Books

The Films of Agnes Moorehead

Author: Axel Nissen

Agnes Moorehead is perhaps best known as the witchy mother Endora in the hit 1960s – 70s TV family comedy Bewitched!. This show came at the end of a long illustrious career in cinema that started in the stock company of Orson Welles. In fact her first three films were with Welles’ beginning with Citizen Kane (1941) in which Moorehead played in a small character role, that of boy Kane’s mother. This maybe a small part, but never the less a significant part with the childhood scene being a linchpin to the film and the famous ‘Rosebud’ as the film’s McGuffin. Her next film is arguably her strongest performance as the doomed in love older woman in The Magnificent Ambersons (1942), Welles’ classic turn of the century family saga. Already, even at this early stage of her film career, there is a pattern emerging of Agnes playing older dowager or spinster roles, something that she would master in various guises over the next 30 years. She was already 40 years old when she appeared in Citizen Kane, her first film. With her angular features, slim build and often seen to be looking down her nose this was a feature of her character parts.

Agnes Moorehead was an actress of great talent, both on the stage and the screen. However, her career would be stymied by some dreadful miscasting, most famously in one of the most famous miscast films of them all, The Conqueror (1955) which starred John Wayne as Genghis Khan (!) and with Moorehead in oriental make-up as a Mongol mother-in-law. This was not the first nor the last time that she would play such a role. She only starred in lead roles on a number of occasions. One such film was a B horror film called The Bat, which even by 1959 when the film was released was a dated murderer as a ghoul stalking in an old mansion kind of horror film. Having said that starring opposite Vincent Price the pair added a great deal of class to this cheap film making it something of a minor horror classic.

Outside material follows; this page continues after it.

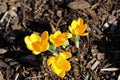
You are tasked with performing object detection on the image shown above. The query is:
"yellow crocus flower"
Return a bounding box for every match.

Despite never winning an Oscar (although was nominated 4 times, including as late as 1964 for Hush…, Hush, Sweet Charlotte) her career was consistent in that a couple of good roles and good films were interspersed with a string of duds. A good example of a key character film was in the Humphrey Bogart film Dark Passage (1947) in which Bogie plays a convict on the lam. After having plastic surgery he hides out a former lover’s (Lauren Bacall). A friend (Moorehead) suspects that the new stranger is really the gangster who has escaped when she ends up being the villain of the piece. Moorehead is at her bitchy best here and in many ways makes the character part a key role. But often she would play very much character or background roles such as in Douglas Sirk’s Magnificent Obsession (1954) where she was merely Jane Wyman’s nurse but in her next film for Sirk, All That Heaven Allows (1955), she is seen with her flaming red hair as the middle-aged and middle-class gossipy neighbour who comes good in the end.

Nissen’s book, separated, as any book that is titled ‘The Films of…’ into a chapter of 2-5 pages for each film dependent on the importance of the film or how big Agnes’s roles was. Within each chapter Nissen would cover some brief biographical references, marriages, travel and where she lived if it is relevant. Curious then that after her last film (as the voice of the goose for the animated family film Charlotte’s Web in 1973) that there the book ends abruptly without mention of when or how Agnes Moorehead died or her legacy as a coda or conclusion. The book is a well studied examination of a character actress and her films but doesn’t give too much in the way of biography and only gives a brief mention surrounding suspicions of her being a lesbian but this was never proven and was perhaps just Hollywood gossip. Having said all this there are other biographies on Moorehead out there, while the MO of this book is her films.